トークイベント/白永瑞(ペク・ヨンソ)氏「実践的課題としての東アジア」
開催日時
2025年9月17日(水)15:00~17:00
会場等
アクロス福岡 円形ホール(中央区天神)(外部リンク)
登壇者
白永瑞(学術研究賞受賞者)
登壇者
木宮正史(東京大学名誉教授)
登壇者
中島隆博(東京大学東洋文化研究所 所長)

クロストーク

木宮正史氏

 国際政治学者の木宮氏をモデレーターに、中国哲学研究者の中島氏、中国現代史研究者のペク氏の3名で、東アジアをめぐる学術的かつ現実的な課題について、幅広い議論が交わされました。

 まず「実践的課題としての東アジア」というテーマについて、ペク氏は東アジアを地理的に固定された領域ではなく、歴史的・社会的文脈や具体的な実践課題によって変容する概念であると位置づけました。さらに、学問は制度ではなく運動であり、相互省察と自己変革の循環が重要であると強調しました。中島氏もこの考えに賛同し、東アジアを国ごとに分節せず、「問いを立てる」ことによって新しい地平が開けると指摘しました。韓国の民主化運動を例に挙げ、私たちが社会にどう関与するかが問われていると述べました。

 研究対象を中国にした理由について、ペク氏は、1970年代の中国は文化大革命の最中で、その姿を通して韓国社会を批判的に照らし出す「鏡」と捉えていたと明かします。その後は近代化の意味を追求する事例として、現在は隣国との相互作用に注目して研究している、と話しました。中島氏は、西洋中心主義的な考え方に対して、「マイナーな哲学」の場として中国を選び、中国を鏡として互いに変容していく必要があると説きました。

中島隆博氏

 ペク氏は自身の研究を「批判的中国研究」と称し、学際的研究を目指し、古典と現代を分離せずに捉え、相互省察の契機として、中国中心主義を解体することが要件であると述べました。また、中国への批判と共感を両立させて、新たな秩序や文明の構築に寄与することを目標としていると話しました。中島氏も、中国を客観視して分析するのではなく、相互に関与し影響を与え合いながら研究が進んでいることの意義を強調しました。

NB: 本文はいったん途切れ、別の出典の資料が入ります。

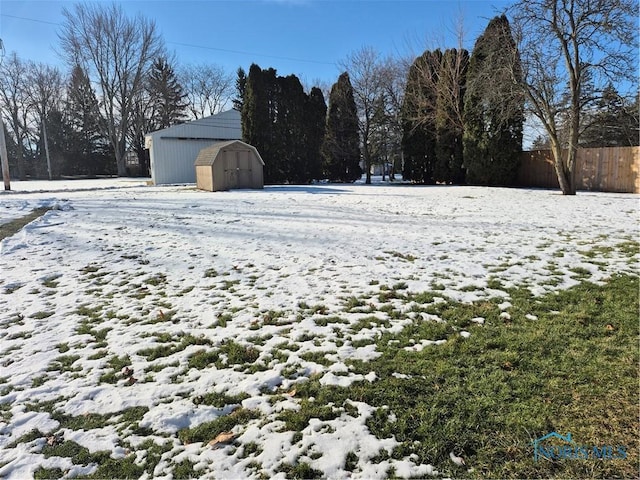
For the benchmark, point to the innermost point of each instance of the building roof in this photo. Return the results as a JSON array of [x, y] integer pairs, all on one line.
[[208, 155], [221, 126]]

 後半は、米中関係や新冷戦の懸念、韓国の若者による「光の革命」など政治まで話題が及びました。現代の混沌とした国際情勢において、ペク氏は学者的問題意識と商人的現実感覚を両立することが重要であると指摘し、中島氏は世界を二項対立で捉えるのではなく、民主主義を深化させつつ、それぞれの国の多様な考えを持つ人々と、複数のチャネルを通じて対話を続けることが不可欠と訴えました。政治家のみならず、学者や市民が国境を超えてつながることで、東アジアや世界がより良い方向に進むと結び、示唆に富むクロストークは幕を閉じました。